Location
- 100 Cavs Lane Hillsville, Virginia 24343 United States
- Coordinates: 36°45′17.28″N 80°42′16.2″W﻿ / ﻿36.7548000°N 80.704500°W

Information
- School type: Public, high school
- Founded: 1969
- School district: Carroll County Public Schools
- Superintendent: Dwayne Huff
- Principal: Charles Thompson
- Grades: 9-12
- Enrollment: 1,156 (2016-17)
- Language: English
- Colors: Navy & White
- Athletics conference: 4A Three Rivers District Region IV
- Mascot: Cavalier
- Website: https://www.cchs.ccpsd.k12.va.us/

= Carroll County High School (Virginia) =

Carroll County High School is located in Carroll County, Virginia, just outside the Hillsville town limits. Carroll County High School is a four-year, public, comprehensive high school with a full range of curriculum offerings in academic and vocational subjects. The 2009 enrollment of Carroll County High School was 1158 students. The school was founded in 1969 for the consolidation of Woodlawn High School and Hillsville High School.

The school offers dual enrollment courses which allows high school students to earn college credit while taking high school classes, and in some cases they can graduate with an associate’s degree. The school’s girls basketball team won the state championship for their region two times in a row in the 2021-2022, 2022-2023 school year.

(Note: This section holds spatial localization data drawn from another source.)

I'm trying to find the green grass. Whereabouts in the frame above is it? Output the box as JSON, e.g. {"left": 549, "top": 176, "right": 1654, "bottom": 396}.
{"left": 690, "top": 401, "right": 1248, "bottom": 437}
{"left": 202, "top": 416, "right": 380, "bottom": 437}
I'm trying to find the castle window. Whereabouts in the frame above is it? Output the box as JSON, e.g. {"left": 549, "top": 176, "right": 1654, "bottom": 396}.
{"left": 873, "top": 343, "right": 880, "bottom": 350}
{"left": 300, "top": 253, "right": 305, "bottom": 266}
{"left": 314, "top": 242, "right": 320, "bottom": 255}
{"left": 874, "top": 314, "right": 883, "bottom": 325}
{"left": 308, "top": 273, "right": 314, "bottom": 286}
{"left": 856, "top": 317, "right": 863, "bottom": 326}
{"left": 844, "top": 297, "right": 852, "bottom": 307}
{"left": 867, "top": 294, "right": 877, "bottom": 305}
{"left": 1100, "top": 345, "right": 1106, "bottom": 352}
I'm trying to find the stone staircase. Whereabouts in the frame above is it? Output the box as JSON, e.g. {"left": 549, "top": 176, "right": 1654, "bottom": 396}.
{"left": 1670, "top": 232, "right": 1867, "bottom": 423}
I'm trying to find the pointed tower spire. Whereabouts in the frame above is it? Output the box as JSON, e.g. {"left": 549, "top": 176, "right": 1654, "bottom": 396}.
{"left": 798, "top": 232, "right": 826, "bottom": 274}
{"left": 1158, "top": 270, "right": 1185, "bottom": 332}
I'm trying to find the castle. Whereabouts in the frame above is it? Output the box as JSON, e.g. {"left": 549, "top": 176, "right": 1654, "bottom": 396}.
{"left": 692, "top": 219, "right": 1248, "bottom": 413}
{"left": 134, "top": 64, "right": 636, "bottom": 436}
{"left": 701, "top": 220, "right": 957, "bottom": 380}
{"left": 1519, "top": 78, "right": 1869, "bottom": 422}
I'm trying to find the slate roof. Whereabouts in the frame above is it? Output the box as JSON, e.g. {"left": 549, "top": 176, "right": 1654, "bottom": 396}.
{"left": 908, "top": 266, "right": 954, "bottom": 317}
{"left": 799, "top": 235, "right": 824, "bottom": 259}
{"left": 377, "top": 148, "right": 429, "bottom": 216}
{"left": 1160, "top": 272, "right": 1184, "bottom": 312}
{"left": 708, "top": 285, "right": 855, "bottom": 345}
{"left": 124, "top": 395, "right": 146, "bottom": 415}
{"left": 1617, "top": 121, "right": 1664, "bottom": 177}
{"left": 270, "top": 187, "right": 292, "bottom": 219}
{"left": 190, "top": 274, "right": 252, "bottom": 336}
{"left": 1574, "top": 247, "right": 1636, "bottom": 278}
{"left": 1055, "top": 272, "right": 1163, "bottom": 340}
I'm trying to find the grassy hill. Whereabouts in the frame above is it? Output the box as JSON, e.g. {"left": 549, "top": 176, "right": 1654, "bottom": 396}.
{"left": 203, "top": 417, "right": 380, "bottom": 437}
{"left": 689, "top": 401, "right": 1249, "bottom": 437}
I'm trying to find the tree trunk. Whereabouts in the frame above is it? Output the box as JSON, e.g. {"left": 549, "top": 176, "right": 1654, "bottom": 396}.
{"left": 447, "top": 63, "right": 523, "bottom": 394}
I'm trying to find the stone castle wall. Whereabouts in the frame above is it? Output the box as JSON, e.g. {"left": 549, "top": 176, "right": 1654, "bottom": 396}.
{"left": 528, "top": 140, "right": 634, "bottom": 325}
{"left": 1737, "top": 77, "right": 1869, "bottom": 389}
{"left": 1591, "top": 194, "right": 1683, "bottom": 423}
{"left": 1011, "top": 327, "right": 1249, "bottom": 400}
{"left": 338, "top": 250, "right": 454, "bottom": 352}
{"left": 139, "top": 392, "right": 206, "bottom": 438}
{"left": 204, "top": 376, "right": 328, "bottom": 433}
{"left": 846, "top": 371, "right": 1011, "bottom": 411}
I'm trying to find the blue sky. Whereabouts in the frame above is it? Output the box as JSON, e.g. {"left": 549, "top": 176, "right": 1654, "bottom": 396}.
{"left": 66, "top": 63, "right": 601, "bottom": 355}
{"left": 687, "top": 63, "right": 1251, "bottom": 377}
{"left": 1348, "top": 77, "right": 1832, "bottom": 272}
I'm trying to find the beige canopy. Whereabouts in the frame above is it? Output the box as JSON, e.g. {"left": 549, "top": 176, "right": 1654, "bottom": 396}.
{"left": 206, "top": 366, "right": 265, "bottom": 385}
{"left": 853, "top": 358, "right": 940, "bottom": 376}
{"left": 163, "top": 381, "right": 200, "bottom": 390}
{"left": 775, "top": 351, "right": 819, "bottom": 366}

The school was renovated in 2013 to include a new entrance known as the “fish bowl” with a new office suite, library and an addition to the school's field house. The school has finished a new project which added an auxiliary gym, four classrooms and locker rooms. This also connected the school's field house building allowing students to no longer walk outside. The project was completed around spring of 2024.